Beta-thalassemia, an inherited hemoglobinopathy, is characterized by the dysfunctional beta-globin chains of hemoglobin leading to chronic hemolytic anemia. The disease may cause severe anemia, splenomegaly, skeletal abnormalities and iron overload, potentially leading to organ failure and early death. Beta-thalassemia is primarily found in developing countries in Africa, South Asia, Southeast Asia, the Mediterranean region and the Middle East while it is still considered to be a rare disease in the US and most of Europe. In China, the prevalence of thalassemia is about 2.21%.

Due to difficulties in finding a matched donor and dealing with immune rejection in allogeneic hematopoietic stem cell transplantation, current treatment options for most patients are still regular blood transfusions and iron chelation. However, these conventional therapies also have many challenges and limitations, including iron overload caused by long-term blood transfusion, poor compliance of iron-removal treatment, in addition to significant financial burdens.

Recently, mechanisms underlying the pathophysiology of beta-thalassemia, including genetic defects, dysfunctional erythropoiesis as well as iron overload have been elucidated. Scinnohub is interested in three potential targets for the treatment of beta-thalassemia, namely pyruvate kinase R (PKR), phosphodiesterase-9 (PDE9) and embryonic ectoderm development (EED) protein. PKR is a key enzyme for maintaining energy homeostasis in red blood cells (RBCs), and pyruvate kinase deficiency is one of the key features in beta-thalassemia. An allosteric activator of PKR can increase ATP levels in RBCs to maintain membrane integrity of RBCs and prolong the lifespan of RBCs. PDE9 catalyzes degradation of cyclic guanosine monophosphate (cGMP), an important second messenger capable of inducing expression of fetal hemoglobin (HbF) which replaces dysfunctional beta-globin chains. EED is one of the four core subunits of polycomb repressive complex 2 (PRC2) involved in transcriptional silencing. An allosteric inhibitor against EED can repress PRC2 activity, thus inducting HbF.
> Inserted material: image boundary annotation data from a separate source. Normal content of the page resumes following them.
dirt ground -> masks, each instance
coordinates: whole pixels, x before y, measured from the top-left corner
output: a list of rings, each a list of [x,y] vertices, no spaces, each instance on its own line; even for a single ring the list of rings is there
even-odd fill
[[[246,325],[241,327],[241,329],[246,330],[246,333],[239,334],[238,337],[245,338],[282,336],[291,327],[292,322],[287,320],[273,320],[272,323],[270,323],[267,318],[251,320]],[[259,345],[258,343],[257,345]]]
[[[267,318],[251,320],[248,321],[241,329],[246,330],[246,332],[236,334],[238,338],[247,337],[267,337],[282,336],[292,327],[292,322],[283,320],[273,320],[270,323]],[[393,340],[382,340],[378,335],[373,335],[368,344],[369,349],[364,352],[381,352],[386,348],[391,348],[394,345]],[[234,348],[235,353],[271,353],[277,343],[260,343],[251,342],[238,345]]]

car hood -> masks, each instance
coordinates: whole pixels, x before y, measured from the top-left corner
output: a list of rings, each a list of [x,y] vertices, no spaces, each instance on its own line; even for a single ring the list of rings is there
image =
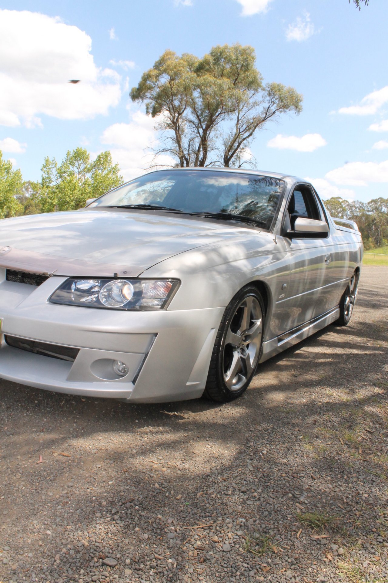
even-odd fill
[[[16,217],[0,222],[0,265],[55,275],[135,277],[174,255],[244,232],[244,225],[123,209]]]

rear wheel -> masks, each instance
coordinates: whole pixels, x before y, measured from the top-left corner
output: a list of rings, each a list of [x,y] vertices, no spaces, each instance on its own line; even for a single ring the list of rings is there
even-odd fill
[[[227,307],[211,355],[204,396],[227,402],[239,396],[255,374],[263,344],[264,303],[249,286]]]
[[[340,317],[337,321],[338,326],[347,326],[353,313],[355,301],[358,275],[355,272],[352,275],[340,302]]]

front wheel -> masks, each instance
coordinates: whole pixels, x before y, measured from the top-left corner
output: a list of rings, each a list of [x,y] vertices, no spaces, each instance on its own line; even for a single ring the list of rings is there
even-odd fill
[[[214,343],[204,395],[226,403],[249,385],[263,345],[264,303],[256,287],[243,288],[227,307]]]
[[[338,326],[347,326],[350,322],[355,301],[358,275],[355,272],[352,275],[340,302],[340,317],[337,321]]]

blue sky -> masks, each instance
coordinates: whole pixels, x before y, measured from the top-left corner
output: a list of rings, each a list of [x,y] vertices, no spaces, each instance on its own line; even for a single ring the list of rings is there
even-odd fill
[[[0,0],[0,149],[25,180],[44,158],[111,150],[143,173],[154,122],[128,93],[166,48],[253,46],[264,82],[304,95],[251,146],[259,168],[308,178],[323,198],[388,196],[388,2]],[[70,85],[69,79],[82,82]]]

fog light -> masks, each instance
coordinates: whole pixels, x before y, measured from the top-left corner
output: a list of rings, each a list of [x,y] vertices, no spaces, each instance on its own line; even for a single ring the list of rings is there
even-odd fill
[[[118,374],[121,377],[125,377],[126,374],[128,374],[129,370],[125,363],[122,363],[121,360],[115,360],[113,363],[113,370],[116,374]]]

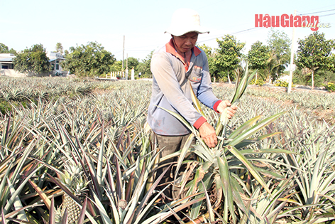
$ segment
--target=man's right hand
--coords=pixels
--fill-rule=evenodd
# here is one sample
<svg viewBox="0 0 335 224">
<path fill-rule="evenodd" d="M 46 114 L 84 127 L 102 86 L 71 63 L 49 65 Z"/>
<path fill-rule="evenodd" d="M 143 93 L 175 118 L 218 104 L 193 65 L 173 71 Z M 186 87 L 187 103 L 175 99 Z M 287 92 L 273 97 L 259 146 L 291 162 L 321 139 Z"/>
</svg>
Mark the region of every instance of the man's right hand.
<svg viewBox="0 0 335 224">
<path fill-rule="evenodd" d="M 200 137 L 204 141 L 204 143 L 209 147 L 213 148 L 217 144 L 217 137 L 214 128 L 207 122 L 202 124 L 199 128 Z"/>
</svg>

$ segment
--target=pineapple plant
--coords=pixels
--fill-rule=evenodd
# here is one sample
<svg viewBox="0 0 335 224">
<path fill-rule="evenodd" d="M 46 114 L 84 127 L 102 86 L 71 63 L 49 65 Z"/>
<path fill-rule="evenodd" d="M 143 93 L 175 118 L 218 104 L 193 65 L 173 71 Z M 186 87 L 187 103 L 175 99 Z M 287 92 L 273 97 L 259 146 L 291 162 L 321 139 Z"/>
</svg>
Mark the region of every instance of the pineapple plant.
<svg viewBox="0 0 335 224">
<path fill-rule="evenodd" d="M 60 175 L 60 178 L 61 183 L 82 203 L 85 198 L 87 186 L 89 183 L 82 177 L 84 174 L 82 168 L 72 162 L 65 163 L 64 168 L 64 174 Z M 67 208 L 68 223 L 76 223 L 79 217 L 81 208 L 76 201 L 65 192 L 61 205 L 62 215 L 64 215 Z"/>
</svg>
We are now focusing on the development of small-molecule drugs targeting PKR, PDE9 and EED, respectively, for the treatment of beta-thalassemia in order to normalize hemoglobin function, improve treatment compliance, reduce both disease and financial burdens, and ultimately improve quality-of-life of patients with beta-thalassemia. We believe that therapeutics developed at Sinnohub will benefit patients with beta-thalassemia, especially those living in resource-poor areas with limited access to regular and safe blood transfusions.